What is in this article?:
• Despite a lack of control of the weather, some contend the answer to improved and sustainable yields is providing water to the crop when it needs it the most.
• There are a number of reasons why growers don’t irrigate crops in the Southeast, but irrigation specialists contend modern technology and financial flexibility have for the most part overcome these long-standing taboos.
IRRIGATION CAN ROUTINELY add up to 100 bushels of corn per acre, according to irrigation specialists in the Southeast.
While the demand and price for local grains continues to soar in the Upper Southeast, for the most part long-term average yields of corn and other grain crops remain steady at best and in the case of corn, in some states, actually have declined over the past 10 years.
The biggest cause for the lack of growth in grain yields is clearly highly fluctuating weather patterns over the past decade or so.
Despite a lack of control of the weather, some contend the answer to improved and sustainable yields is providing water to the crop when it needs it the most.
There are a number of reasons why growers don’t irrigate crops in the Southeast, but irrigation specialists contend modern technology and financial flexibility have for the most part overcome these long-standing taboos.
The onset of transgenic crops and other production variables have pushed the average size of farming operations across the region up over the past decade.
What used to be an average size grain operation at the turn of the century is now small by comparison.
Despite so many growers increasing the total acreage they farm, the region is still predominantly made up of small fields, many of them with varying topography, shape and soil types.
Mike Mills, Southeast territory manager for Reinke Irrigation says GPS technology, optional equipment on existing irrigation systems and new technology on new equipment all play a part of solving the problem of small and irregular shaped fields.
For a grower with a couple thousand acres of grain cropland, made up of a hundred or so small, irregular shaped fields, there are several options for putting these areas under irrigation. However, Mills says, the first question to ask is, do I have water available? The second question is how affordable is this water?
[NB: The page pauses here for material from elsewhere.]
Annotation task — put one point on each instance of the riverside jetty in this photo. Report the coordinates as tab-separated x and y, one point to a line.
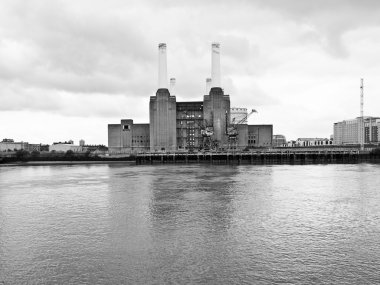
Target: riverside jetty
272	156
“We have design technology available now that doesn’t require that a center pivot system, for example, use the full circle. These systems can be designed to use a part of the circle and adapt to different shapes of fields to fit into the design,” Mills says.
Mills adds that having fields scattered out over a large geographic area is no longer a problem. Reinke for example, can place one telemetry system and work off it for up to 15 miles.
Typically, a dealer will do a path study and determine what type equipment is needed based on the terrain. In some parts of the country, it may be possible to extend that distance to 150 miles.